Have you considered expanding your generosity through a unique kind of charitable gift that is structured to actually “give back”? Examples include a charitable gift annuity, a charitable remainder trust, a charitable annuity trust, a pooled income fund or a life estate. As important as it is to understand these kinds of charitable gifts, there is good reason to know how and why they can be undone – and all for the sake of timing.
The subject of undoing structured gifts was illustrated by the Fred Hutchinson Cancer Research Center, itself no small target for charitable gifts of all kinds, in an article titled “Current Planned Gifts I - Gift Annuities and Unitrusts.”
The original article is a fairly handy guide, especially if you are already familiar with these powerful planning tools. However, the guide also gets a bit technical, too.

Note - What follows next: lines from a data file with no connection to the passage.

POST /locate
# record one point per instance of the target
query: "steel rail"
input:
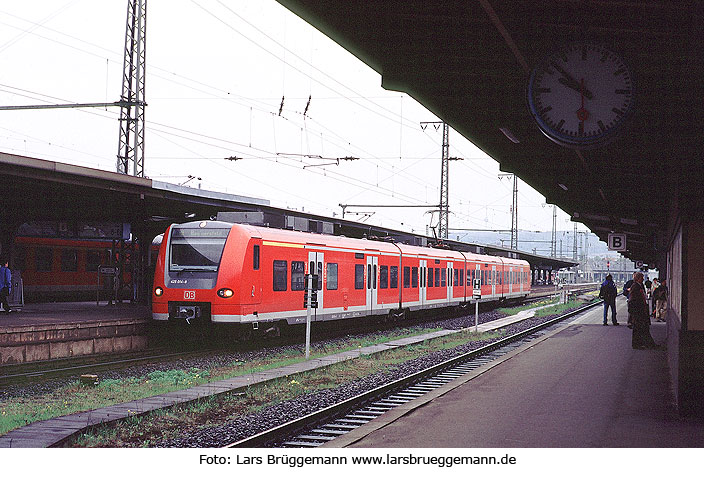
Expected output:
(280, 433)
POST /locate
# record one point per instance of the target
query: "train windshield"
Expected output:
(196, 249)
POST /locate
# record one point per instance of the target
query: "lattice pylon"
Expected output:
(131, 142)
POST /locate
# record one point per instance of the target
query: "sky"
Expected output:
(218, 72)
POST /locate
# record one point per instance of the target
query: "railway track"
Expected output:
(37, 371)
(322, 427)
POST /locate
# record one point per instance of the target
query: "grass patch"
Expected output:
(143, 431)
(514, 310)
(19, 411)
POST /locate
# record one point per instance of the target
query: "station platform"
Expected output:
(57, 330)
(582, 386)
(71, 312)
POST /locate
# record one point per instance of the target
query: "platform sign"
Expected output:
(617, 242)
(108, 270)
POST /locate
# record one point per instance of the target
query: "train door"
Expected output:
(372, 267)
(423, 282)
(316, 265)
(478, 274)
(520, 273)
(450, 282)
(494, 279)
(511, 279)
(256, 271)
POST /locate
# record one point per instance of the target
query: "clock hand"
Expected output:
(569, 83)
(582, 114)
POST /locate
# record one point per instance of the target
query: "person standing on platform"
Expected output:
(626, 291)
(638, 312)
(5, 285)
(660, 297)
(608, 292)
(653, 288)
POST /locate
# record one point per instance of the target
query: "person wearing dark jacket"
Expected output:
(626, 290)
(608, 292)
(638, 312)
(5, 285)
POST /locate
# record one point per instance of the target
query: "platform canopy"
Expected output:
(469, 63)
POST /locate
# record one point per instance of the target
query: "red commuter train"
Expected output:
(223, 273)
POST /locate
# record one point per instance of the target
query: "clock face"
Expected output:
(581, 95)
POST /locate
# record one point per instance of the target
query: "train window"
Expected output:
(359, 276)
(69, 260)
(331, 276)
(43, 257)
(383, 277)
(393, 277)
(298, 269)
(92, 261)
(196, 249)
(20, 258)
(280, 275)
(255, 258)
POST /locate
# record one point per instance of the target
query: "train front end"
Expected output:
(186, 276)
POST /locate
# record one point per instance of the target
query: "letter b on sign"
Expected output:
(617, 242)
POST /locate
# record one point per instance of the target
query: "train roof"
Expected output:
(362, 245)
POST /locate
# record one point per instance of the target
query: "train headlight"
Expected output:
(226, 293)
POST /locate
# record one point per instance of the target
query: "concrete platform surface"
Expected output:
(583, 386)
(72, 312)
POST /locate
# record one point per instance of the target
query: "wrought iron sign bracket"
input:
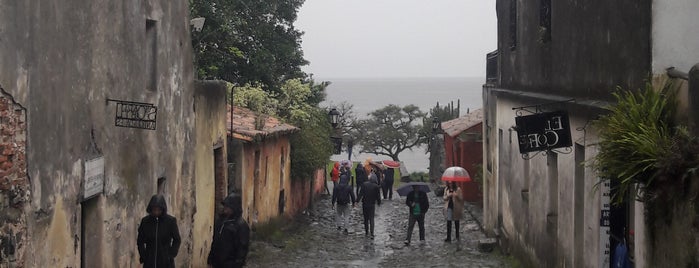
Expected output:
(538, 108)
(131, 114)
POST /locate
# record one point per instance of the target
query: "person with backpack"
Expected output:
(229, 246)
(370, 195)
(343, 195)
(361, 176)
(335, 173)
(387, 184)
(418, 205)
(158, 236)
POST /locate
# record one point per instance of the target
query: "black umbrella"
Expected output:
(406, 188)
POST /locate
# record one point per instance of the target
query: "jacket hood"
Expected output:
(157, 201)
(373, 178)
(234, 201)
(344, 179)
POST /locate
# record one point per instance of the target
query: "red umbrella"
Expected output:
(391, 163)
(457, 174)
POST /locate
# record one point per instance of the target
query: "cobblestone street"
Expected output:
(315, 241)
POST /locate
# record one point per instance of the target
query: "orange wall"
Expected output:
(261, 192)
(466, 155)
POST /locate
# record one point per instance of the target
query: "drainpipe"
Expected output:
(693, 94)
(694, 100)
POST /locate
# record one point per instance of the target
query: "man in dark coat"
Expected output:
(370, 195)
(229, 247)
(361, 175)
(387, 185)
(343, 195)
(418, 205)
(158, 236)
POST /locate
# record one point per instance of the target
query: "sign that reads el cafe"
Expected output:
(135, 115)
(543, 131)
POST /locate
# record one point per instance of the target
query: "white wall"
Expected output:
(525, 224)
(675, 34)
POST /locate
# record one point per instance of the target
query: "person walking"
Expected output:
(335, 174)
(370, 195)
(343, 195)
(158, 236)
(387, 185)
(231, 240)
(361, 176)
(418, 205)
(454, 207)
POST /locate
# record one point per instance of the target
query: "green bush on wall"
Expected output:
(641, 142)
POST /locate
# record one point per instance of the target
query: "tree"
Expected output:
(391, 130)
(348, 119)
(248, 41)
(296, 105)
(442, 113)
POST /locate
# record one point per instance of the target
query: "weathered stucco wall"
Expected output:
(675, 34)
(62, 60)
(537, 206)
(14, 183)
(264, 177)
(595, 45)
(210, 109)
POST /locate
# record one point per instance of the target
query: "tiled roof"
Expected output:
(244, 122)
(454, 127)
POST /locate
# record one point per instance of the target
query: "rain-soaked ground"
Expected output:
(314, 241)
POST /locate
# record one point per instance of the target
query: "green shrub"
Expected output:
(640, 142)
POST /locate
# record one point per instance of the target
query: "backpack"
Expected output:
(343, 197)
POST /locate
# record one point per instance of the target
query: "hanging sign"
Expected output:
(135, 115)
(543, 131)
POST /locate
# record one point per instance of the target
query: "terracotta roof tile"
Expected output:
(454, 127)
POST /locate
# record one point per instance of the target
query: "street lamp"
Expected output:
(334, 117)
(435, 124)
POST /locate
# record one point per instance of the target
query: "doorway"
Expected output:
(91, 233)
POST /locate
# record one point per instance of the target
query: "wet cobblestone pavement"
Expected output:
(314, 241)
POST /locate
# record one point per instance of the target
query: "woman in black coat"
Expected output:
(158, 236)
(361, 177)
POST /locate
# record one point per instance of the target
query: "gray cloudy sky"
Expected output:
(397, 38)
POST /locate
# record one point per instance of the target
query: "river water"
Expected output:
(369, 94)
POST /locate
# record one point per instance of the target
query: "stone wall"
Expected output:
(14, 183)
(65, 61)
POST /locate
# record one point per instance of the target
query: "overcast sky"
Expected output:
(397, 38)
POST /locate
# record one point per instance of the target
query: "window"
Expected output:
(513, 24)
(545, 21)
(151, 56)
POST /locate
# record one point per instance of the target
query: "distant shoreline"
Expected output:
(399, 78)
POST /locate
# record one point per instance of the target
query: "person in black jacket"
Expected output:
(387, 185)
(229, 247)
(343, 194)
(370, 195)
(158, 236)
(361, 176)
(418, 205)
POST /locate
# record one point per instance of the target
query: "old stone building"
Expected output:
(569, 56)
(260, 144)
(463, 144)
(98, 112)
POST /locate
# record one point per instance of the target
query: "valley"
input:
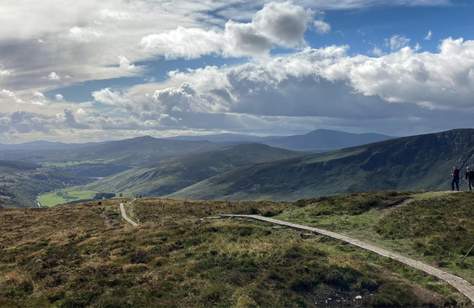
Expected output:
(182, 254)
(200, 169)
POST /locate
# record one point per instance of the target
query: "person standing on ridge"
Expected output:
(455, 181)
(470, 178)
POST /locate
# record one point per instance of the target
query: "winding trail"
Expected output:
(458, 283)
(125, 216)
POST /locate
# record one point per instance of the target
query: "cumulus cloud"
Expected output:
(276, 24)
(322, 27)
(397, 42)
(319, 82)
(428, 36)
(53, 76)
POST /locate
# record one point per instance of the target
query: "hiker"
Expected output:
(470, 178)
(455, 181)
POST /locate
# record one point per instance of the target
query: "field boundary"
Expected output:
(457, 282)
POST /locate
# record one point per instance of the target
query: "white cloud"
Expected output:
(397, 42)
(53, 76)
(86, 35)
(184, 43)
(283, 23)
(276, 24)
(109, 97)
(428, 36)
(322, 27)
(376, 51)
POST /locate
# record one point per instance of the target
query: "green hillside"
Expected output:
(128, 152)
(180, 256)
(171, 175)
(412, 163)
(21, 182)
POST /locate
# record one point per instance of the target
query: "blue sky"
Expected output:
(119, 69)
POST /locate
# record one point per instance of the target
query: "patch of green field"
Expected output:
(64, 196)
(73, 163)
(437, 228)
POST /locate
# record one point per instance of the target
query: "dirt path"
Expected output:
(457, 282)
(125, 216)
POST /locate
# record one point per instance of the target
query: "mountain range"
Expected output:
(315, 141)
(230, 169)
(421, 162)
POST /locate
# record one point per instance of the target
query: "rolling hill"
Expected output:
(21, 182)
(129, 152)
(411, 163)
(173, 174)
(181, 256)
(318, 140)
(324, 140)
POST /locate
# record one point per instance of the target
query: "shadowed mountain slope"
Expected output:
(410, 163)
(174, 174)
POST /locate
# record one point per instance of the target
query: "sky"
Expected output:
(90, 70)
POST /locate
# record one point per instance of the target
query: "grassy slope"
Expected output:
(65, 196)
(174, 174)
(21, 182)
(411, 163)
(435, 227)
(86, 255)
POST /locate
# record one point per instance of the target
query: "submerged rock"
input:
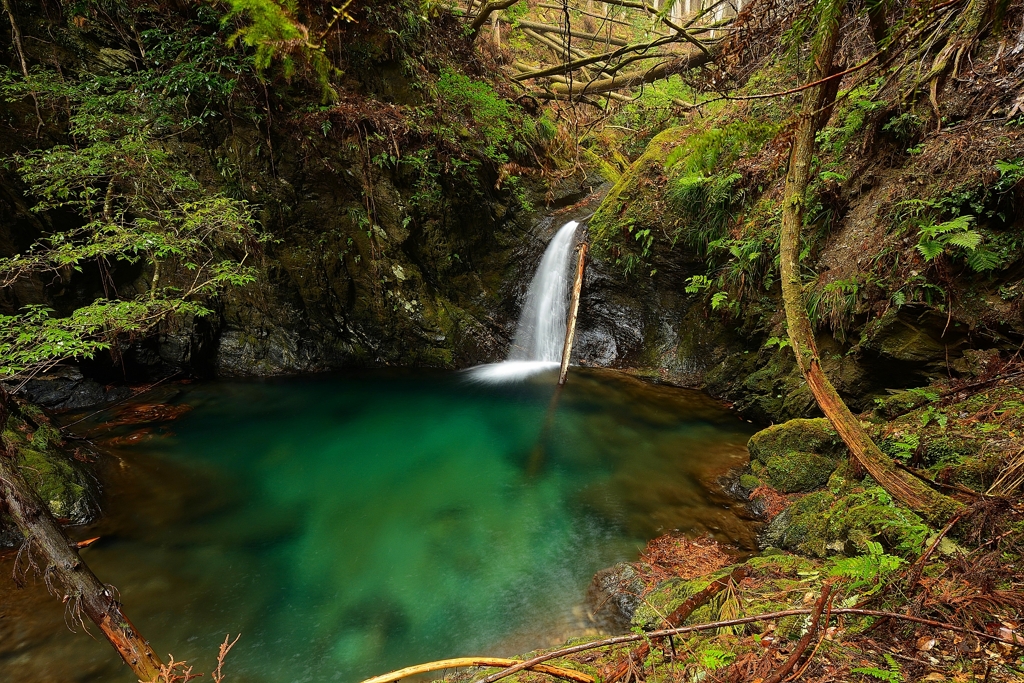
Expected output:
(66, 388)
(612, 597)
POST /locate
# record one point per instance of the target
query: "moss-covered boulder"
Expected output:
(64, 483)
(797, 456)
(799, 471)
(829, 522)
(776, 586)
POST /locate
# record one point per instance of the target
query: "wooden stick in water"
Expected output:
(573, 309)
(557, 672)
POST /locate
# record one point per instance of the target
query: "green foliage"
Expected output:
(500, 122)
(866, 572)
(833, 305)
(274, 34)
(902, 446)
(714, 658)
(934, 239)
(697, 284)
(133, 201)
(706, 204)
(890, 675)
(858, 105)
(905, 127)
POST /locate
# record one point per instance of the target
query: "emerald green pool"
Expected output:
(347, 525)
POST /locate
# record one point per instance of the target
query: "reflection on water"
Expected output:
(351, 525)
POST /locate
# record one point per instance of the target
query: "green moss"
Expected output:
(799, 471)
(61, 482)
(802, 435)
(899, 403)
(749, 481)
(823, 523)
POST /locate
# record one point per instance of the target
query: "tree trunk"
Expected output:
(65, 570)
(573, 309)
(910, 492)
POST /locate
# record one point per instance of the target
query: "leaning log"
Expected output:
(557, 672)
(816, 102)
(66, 573)
(573, 310)
(678, 615)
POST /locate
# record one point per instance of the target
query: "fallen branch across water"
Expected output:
(678, 615)
(557, 672)
(767, 616)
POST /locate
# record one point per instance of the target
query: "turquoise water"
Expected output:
(349, 525)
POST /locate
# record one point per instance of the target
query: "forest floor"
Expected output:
(952, 597)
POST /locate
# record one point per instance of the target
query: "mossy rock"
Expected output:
(899, 403)
(668, 595)
(824, 523)
(67, 485)
(949, 449)
(799, 471)
(749, 482)
(814, 435)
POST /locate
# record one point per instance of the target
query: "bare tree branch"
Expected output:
(485, 11)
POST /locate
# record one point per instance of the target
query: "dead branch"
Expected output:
(557, 672)
(70, 574)
(678, 615)
(573, 310)
(586, 61)
(662, 71)
(597, 38)
(783, 671)
(485, 11)
(767, 616)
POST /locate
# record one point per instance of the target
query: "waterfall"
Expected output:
(541, 333)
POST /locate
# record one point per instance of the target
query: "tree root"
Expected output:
(675, 619)
(805, 642)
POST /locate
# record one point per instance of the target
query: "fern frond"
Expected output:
(930, 249)
(968, 240)
(982, 259)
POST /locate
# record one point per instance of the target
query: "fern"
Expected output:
(935, 238)
(983, 259)
(968, 240)
(866, 571)
(890, 675)
(719, 299)
(930, 249)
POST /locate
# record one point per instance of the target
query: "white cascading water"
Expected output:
(540, 336)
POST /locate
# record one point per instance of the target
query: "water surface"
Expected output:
(349, 525)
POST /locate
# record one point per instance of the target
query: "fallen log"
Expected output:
(557, 672)
(805, 642)
(573, 310)
(767, 616)
(597, 38)
(67, 575)
(678, 615)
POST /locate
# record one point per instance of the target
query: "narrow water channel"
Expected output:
(348, 525)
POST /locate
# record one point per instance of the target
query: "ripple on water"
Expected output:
(348, 525)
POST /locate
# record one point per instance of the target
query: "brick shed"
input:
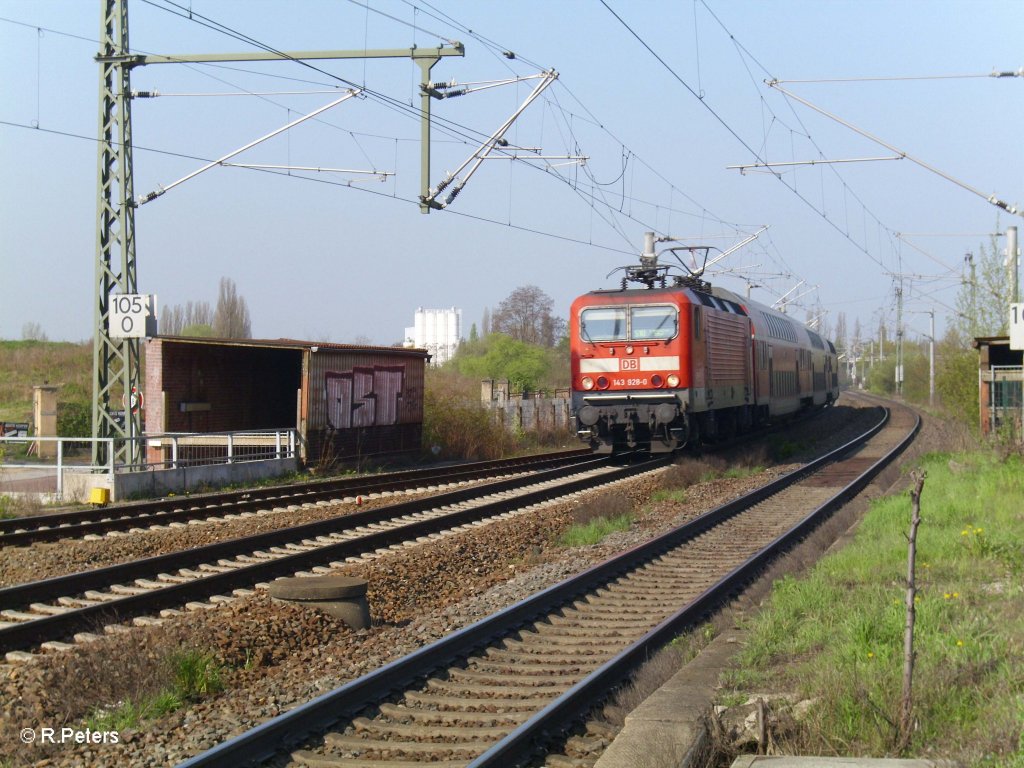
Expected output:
(345, 401)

The main takeaway is that a structured gift is not necessarily a structure set in stone. In fact, there are ways to speed up a gift of the “remainder” interest in a structured gift. In a certain tongue-in-cheek way the article explains from the point of view of the charity:
… presidents and CEOs of charities generally prefer current gifts as opposed to planned gifts. All presidents and CEOs have many goals and projects that require current funding. Therefore, the gift planner will be very favorably received if he or she understands the different methods for converting a planned gift into a current gift.
Then again, there are just as many reasons to speed up a structured gift when you are the giver.
For instance, if you are receiving a current income stream that you no longer need later in life, then you can accelerate the gift of the remainder interest generating that income and accelerate the charitable deduction to the current year. This deduction may be helpful if you are taking Required Minimum Distributions from your IRA.Timing is everything, and knowing what can be undone gives you that much more flexibility.